Friday, 10 April 2015

Menyambangi Kamar Kartini

Lampu chandelier yang menggantung di pusat Pendopo Kabupaten Jepara membuat penjuru ruangan bermandikan dalam cahaya keemasan. Pendopo yang dibangun di era pemerintahan Adipati Citro Sumo III (1730-1760) ini telah berdiri sejak 1750. 

“Kalau diperhatikan, bentuk aslinya menyerupai kura-kura,” ujar Sugeng, yang sudah 25 tahun bertugas sebagai kepala rumah tangga di Pendopo Kabupaten. Selain ruang utama di bagian tengah (badan kura-kura), bagian depan dan belakang pendopo diapit oleh kamar, masing-masing di sayap kanan dan kiri (mirip kaki kura-kura). 

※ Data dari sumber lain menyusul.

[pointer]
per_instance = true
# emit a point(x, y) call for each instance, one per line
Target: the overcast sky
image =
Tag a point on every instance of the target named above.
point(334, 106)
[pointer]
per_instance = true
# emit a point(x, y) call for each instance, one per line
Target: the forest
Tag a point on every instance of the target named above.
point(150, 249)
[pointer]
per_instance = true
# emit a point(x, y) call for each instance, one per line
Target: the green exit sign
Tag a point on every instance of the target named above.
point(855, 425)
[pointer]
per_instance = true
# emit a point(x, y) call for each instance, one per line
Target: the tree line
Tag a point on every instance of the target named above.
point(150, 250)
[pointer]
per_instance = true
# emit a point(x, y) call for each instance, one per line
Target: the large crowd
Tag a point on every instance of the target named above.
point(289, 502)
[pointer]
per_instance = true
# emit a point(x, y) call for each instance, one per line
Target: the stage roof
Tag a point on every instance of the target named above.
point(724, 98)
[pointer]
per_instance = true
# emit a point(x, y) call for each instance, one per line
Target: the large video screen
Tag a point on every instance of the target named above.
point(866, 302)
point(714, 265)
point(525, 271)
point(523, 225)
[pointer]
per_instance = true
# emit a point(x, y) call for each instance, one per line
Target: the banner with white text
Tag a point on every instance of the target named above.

Sampai sekarang, Pendopo Kabupaten ini tetap berfungsi sebagai rumah dinas bupati. “Bapak Bupati sendiri sekarang tidur di ruangan yang dulunya berfungsi sebagai teras,” kata pria jangkung yang hafal luar-dalam kompleks bangunan di depan alun-alun Jepara ini.  


Kamar pingitan Kartini
Masuk ke bagian dalam, terdapat ruang peringgitan (ringgit: wayang kulit), yang di zaman dulu kerap dijadikan tempat untuk menggelar wayang kulit. Antara ruang pendopo luar dan peringgitan dibatasi rana (dibaca rono, arti: penyekat) berhias ukiran Jepara yang halus, yang dulu berfungsi sebagai penyekat yang membatasi ruang pingitan Kartini. 

“Sebenarnya, rana ini hanya duplikat. Sebab, setelah Kartini menikah dengan K.R.M. Adipati Ario Singgih Djojo Adhiningrat (Bupati Rembang), rana yang asli ikut diboyong ke Pendopo Kabupaten Rembang,” jelas Sugeng, yang menyebut kediaman Kartini dan suami kini beralih fungsi menjadi museum. 

Mendengar kata pingitan, tak sabar saya ingin segera melongok kamar itu. Sepasang gorden hijau menghiasi pintu kamar. Dari luar saya bisa menyaksikan lukisan besar Kartini. Tiba-tiba saya merinding, membayangkan proses pembuatan sejarah yang berlangsung dalam kamar berukuran 3 x 4 meter itu. 


Di ruangan itu Kartini menghabiskan waktu untuk membaca buku-buku kiriman kakaknya, R.M. Slamet Sosroningrat, yang terkenal berotak brilian. Jadi, jangan heran bila sebelum usia 20, Kartini telah merampungkan membaca buku Max Havelaar, Van Eeden, Augusta de Witt, Surat-Surat Cinta karya Multatuli, De Stille Kraacht (Kekuatan Gaib) karya Louis Coperus, dan roman-feminis karya Nyonya Goekoop de-Jong Van Beek.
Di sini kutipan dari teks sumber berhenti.